Indonesiaku, multikultural katanya.
Kaya akan budaya, bahasa, adat, dan
agamanya.
Penduduknya percaya sekali dengan
surga dan neraka.
Namun, kadang yang kulihat bukan
ibadat mereka.
Tapi saling berperang tentang surga siapa.
“Itu
dongeng kan, Kak. Bukan nyata?”, tanya mereka.
Pada mana aku tak takjub, kalau mereka yang hidup dalam kesederhanaan bisa sedalam amat memegang teguh toleransinya. Harus dengan cara apa lagi aku mengagumi, sekelompok penduduk yang menamai diri mereka Suku Tengger, dengan pipi merah, mata coklat bening, dan alis tebal yang khas.
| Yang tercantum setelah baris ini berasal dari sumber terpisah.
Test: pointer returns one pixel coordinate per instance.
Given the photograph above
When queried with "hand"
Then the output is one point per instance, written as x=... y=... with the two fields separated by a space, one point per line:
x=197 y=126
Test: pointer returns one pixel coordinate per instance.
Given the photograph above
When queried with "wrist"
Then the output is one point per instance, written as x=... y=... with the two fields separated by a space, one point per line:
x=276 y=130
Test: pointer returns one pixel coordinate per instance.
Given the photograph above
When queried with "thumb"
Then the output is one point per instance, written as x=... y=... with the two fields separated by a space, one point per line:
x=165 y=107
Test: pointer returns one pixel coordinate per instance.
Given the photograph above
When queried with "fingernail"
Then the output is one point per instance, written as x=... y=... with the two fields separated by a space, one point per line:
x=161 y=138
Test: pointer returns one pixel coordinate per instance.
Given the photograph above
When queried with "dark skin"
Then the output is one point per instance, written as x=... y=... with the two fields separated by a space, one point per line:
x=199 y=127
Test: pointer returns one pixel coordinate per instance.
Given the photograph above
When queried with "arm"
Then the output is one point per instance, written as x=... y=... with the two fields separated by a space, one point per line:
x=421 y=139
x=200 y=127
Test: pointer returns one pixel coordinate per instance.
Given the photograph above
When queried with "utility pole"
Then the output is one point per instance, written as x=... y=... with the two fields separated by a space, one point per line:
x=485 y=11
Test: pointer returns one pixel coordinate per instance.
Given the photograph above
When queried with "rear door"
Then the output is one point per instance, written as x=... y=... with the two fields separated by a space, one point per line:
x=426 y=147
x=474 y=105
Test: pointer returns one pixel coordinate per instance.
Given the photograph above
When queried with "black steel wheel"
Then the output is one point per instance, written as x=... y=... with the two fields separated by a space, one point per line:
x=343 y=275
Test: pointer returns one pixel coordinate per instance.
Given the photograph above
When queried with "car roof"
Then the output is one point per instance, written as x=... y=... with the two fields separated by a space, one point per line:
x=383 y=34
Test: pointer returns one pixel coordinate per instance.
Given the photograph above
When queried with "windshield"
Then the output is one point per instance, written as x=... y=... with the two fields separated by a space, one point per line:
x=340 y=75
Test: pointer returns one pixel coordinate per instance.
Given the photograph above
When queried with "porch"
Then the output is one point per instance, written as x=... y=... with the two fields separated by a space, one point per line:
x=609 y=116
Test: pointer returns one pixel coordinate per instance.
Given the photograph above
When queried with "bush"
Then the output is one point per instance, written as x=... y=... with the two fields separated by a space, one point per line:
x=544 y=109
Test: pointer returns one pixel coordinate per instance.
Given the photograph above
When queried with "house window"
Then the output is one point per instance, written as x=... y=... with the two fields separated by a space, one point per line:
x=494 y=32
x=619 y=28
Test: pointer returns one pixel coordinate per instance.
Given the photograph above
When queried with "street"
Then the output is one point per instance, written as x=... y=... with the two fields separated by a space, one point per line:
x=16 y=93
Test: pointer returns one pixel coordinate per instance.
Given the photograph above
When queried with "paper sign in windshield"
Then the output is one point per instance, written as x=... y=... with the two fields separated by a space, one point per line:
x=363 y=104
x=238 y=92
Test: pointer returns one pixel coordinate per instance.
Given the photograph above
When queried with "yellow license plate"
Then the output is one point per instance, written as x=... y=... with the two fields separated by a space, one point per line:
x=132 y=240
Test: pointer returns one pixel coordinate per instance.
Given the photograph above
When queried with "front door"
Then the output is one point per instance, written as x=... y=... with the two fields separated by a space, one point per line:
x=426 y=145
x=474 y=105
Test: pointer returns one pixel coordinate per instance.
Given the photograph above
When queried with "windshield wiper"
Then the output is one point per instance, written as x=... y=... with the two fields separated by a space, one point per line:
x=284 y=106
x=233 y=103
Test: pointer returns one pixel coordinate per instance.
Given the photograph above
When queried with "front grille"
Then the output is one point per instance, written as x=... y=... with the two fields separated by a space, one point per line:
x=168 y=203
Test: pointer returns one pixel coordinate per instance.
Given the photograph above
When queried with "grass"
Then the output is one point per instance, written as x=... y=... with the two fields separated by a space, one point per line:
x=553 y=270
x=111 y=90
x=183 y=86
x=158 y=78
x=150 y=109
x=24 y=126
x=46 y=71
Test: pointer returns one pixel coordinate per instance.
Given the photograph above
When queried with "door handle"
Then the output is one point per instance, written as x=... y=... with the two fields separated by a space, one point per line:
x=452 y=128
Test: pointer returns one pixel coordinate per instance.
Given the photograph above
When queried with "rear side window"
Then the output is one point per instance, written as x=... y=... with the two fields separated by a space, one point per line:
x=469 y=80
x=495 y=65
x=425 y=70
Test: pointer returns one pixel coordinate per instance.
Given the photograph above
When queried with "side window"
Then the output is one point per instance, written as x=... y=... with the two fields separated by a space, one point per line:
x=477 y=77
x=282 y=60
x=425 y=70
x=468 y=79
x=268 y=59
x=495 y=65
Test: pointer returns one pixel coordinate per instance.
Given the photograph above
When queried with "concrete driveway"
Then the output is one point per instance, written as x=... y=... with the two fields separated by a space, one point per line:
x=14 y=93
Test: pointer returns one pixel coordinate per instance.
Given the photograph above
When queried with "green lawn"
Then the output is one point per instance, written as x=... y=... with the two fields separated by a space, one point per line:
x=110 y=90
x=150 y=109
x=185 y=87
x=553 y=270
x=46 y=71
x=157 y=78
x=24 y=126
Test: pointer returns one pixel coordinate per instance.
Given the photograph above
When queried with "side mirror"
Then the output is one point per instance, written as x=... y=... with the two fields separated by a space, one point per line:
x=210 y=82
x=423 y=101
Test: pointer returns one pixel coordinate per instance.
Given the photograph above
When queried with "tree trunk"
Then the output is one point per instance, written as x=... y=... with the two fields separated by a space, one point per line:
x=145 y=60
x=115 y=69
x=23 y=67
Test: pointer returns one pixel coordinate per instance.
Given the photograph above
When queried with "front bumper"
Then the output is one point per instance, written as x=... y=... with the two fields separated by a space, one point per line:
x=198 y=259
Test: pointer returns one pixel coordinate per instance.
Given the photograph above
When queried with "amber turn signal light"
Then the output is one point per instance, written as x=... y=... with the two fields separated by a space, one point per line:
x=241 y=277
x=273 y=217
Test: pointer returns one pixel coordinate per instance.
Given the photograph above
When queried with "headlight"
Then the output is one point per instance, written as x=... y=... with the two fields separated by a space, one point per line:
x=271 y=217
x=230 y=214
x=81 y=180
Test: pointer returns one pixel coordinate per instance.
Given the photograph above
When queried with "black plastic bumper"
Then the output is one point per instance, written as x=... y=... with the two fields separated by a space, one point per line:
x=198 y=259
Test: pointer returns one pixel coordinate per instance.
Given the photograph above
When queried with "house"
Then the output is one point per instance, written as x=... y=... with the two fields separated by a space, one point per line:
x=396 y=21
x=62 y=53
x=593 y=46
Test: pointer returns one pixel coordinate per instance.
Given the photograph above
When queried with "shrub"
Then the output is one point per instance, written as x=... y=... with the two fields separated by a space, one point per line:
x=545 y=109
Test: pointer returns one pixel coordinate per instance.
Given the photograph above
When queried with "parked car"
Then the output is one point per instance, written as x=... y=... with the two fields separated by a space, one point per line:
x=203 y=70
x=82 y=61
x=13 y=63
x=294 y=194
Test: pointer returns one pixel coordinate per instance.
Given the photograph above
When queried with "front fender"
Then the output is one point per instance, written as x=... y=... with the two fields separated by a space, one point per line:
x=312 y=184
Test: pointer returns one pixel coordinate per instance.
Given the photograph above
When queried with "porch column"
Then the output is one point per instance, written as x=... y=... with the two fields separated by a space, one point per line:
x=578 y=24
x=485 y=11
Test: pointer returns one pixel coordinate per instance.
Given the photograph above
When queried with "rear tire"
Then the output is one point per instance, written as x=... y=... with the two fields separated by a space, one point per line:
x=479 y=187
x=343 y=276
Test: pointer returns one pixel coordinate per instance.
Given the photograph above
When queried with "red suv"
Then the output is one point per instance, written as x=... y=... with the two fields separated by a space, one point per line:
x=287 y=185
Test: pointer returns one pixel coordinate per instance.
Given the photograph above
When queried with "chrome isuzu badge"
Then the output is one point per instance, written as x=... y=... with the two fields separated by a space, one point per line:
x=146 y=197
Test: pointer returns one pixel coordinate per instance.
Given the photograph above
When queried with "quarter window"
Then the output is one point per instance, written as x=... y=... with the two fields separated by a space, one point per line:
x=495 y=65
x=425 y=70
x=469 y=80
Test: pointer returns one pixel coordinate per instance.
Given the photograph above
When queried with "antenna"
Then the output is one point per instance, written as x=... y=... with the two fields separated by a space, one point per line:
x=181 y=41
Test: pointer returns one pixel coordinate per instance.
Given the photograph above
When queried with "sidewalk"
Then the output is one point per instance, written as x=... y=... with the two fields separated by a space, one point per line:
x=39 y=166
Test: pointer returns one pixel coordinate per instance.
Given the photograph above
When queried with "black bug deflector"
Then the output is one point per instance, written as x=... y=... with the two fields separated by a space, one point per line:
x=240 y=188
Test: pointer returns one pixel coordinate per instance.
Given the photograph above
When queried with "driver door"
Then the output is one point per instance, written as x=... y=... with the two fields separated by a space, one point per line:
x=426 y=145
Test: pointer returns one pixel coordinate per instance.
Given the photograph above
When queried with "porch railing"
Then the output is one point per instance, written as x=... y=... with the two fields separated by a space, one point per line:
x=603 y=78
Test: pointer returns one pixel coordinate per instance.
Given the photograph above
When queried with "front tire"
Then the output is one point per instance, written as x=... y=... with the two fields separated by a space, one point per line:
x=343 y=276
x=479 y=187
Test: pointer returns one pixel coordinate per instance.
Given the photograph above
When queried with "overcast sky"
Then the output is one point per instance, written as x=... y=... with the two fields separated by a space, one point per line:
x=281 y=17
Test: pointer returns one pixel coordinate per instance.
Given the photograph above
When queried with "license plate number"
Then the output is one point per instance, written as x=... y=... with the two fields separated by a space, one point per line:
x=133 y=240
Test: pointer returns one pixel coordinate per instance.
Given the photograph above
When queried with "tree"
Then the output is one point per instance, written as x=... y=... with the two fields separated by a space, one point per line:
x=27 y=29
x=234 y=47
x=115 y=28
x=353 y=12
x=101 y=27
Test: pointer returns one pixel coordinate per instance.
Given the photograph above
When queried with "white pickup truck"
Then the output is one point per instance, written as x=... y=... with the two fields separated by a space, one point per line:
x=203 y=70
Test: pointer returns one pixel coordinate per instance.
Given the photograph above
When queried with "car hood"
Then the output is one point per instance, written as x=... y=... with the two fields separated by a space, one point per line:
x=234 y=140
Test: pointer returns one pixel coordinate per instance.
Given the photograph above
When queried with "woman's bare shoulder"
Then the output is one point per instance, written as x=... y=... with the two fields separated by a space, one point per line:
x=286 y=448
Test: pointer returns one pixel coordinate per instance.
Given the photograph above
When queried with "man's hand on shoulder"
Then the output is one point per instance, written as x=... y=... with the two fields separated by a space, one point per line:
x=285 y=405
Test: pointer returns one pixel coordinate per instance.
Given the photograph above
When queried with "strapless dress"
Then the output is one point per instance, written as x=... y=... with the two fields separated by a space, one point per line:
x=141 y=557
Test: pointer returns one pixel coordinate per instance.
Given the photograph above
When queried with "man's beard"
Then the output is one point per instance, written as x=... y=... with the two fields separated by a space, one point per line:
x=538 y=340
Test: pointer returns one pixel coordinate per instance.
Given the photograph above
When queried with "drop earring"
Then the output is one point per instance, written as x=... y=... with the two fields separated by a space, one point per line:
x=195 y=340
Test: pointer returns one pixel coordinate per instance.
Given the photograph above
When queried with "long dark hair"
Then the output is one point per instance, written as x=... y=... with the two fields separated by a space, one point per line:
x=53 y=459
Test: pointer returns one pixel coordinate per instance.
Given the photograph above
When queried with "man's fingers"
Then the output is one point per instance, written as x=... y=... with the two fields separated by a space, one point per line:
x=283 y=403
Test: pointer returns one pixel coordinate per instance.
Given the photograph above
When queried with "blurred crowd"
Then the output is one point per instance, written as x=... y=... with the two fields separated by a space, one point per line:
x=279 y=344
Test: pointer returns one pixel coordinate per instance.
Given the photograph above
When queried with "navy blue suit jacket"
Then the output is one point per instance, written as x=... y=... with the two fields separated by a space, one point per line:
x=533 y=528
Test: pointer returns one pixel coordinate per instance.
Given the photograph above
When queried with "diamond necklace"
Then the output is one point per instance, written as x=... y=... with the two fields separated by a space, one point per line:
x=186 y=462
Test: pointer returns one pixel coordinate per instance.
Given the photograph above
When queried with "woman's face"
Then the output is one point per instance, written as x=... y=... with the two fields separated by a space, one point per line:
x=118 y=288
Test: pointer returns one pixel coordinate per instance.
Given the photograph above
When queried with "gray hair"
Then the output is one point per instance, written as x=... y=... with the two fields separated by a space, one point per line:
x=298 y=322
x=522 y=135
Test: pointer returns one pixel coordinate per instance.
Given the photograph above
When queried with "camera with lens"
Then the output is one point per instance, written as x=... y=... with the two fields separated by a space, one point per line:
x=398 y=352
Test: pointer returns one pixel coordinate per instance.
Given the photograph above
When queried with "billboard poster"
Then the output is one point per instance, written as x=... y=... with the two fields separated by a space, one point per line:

Dikurung dinginnya udara dari pagi sampai malam hari pun, namun mampu hidup dalam dalam hangatnya toleransi dan tenggangrasa yang begitu dijunjung tinggi. Merekalah penduduk, petani, pengojek pupuk, pengepul kentang, pemandu wisata, penjual edelweis dari desa sebuah tertinggi di pulau Jawa, Ngadas.
Sudah satu tahun ini, aku mengenal
desa ini. Tepat 8 November, tahun lalu, aku bersama teman-teman dari gerakan
UMengajar menginjakkan kaki pertama kali di tempat ini. Aku masih ingat, satu
rombongan kami sampai di tempat ini sudah menjelang isya, sehabis hujan.
Dingin, sudah pasti. Terlihat beberapa anak berbaris di teras tempat kami akan
menginap malam itu. Sungguh, itu sambutan terhangat dari anak-anak yang pernah
kutahu. Aku pun terusik penasaran, akan nama mereka, dan mengapa sengaja
berdiri di tempat itu. Jawabnya sungguhlah haru, mereka menunggu para kakak
yang esok hari akan menemani mereka belajar dan bermain.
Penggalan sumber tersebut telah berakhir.